11:07 UK time, Monday, 16 May 2011

A service highlighting the riches of the daily press.

For a journalist, there are thankless first-person colour writing assignments and thankless tabloid first person colour writing assignments.

For the latter, you usually have to dress up.

Getting a hapless reporter to put themselves at the heart of the story is a time-honoured newspaper technique. Tim Dowling of the Guardian has carved out a career and - Paper Monitor assumes - a reasonable income doing little else.

Not all practitioners have the status of star "gonzo" journalists like Hunter S Thompson, hanging out with Hell's Angels or filing drug-fuelled, stream-of-consciousness copy from the 1972 Democratic Party convention.

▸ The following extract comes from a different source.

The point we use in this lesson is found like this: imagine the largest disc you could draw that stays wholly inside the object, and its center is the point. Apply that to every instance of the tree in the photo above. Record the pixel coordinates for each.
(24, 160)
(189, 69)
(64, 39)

Take Lee Price of the Sun, who today writes up the day he spent as a silver-coloured living statue in London's Covent Garden.

The article makes for But it's painfully clear that Price didn't enjoy putting it together.

"It's not a job for the upwardly mobile - in fact mobility in ANY direction is best avoided," he begins.

"Being a living statue means staying stock-still for agonisingly long periods."

Physical discomfort is not the only obstacle he faces. As a source of competition, Price is not welcomed into the trade with open arms by his fellow statues.

Indeed, the reporter will have been aware that a statue known as the Invisible King was recently jailed for assaulting another whom he believed had stolen his pitch.

Price nicely captures the paranoia at the heart of the profession as he tells of being "eyed territorially by other street statues":

An all-silver witch is particularly hostile as I pass, perhaps understandably, as I've stolen her colour. Rather than find out just how protective she is of her spot, I hop it - eager not to make a monumental mistake.

Just be thankful he went there so you didn't have to.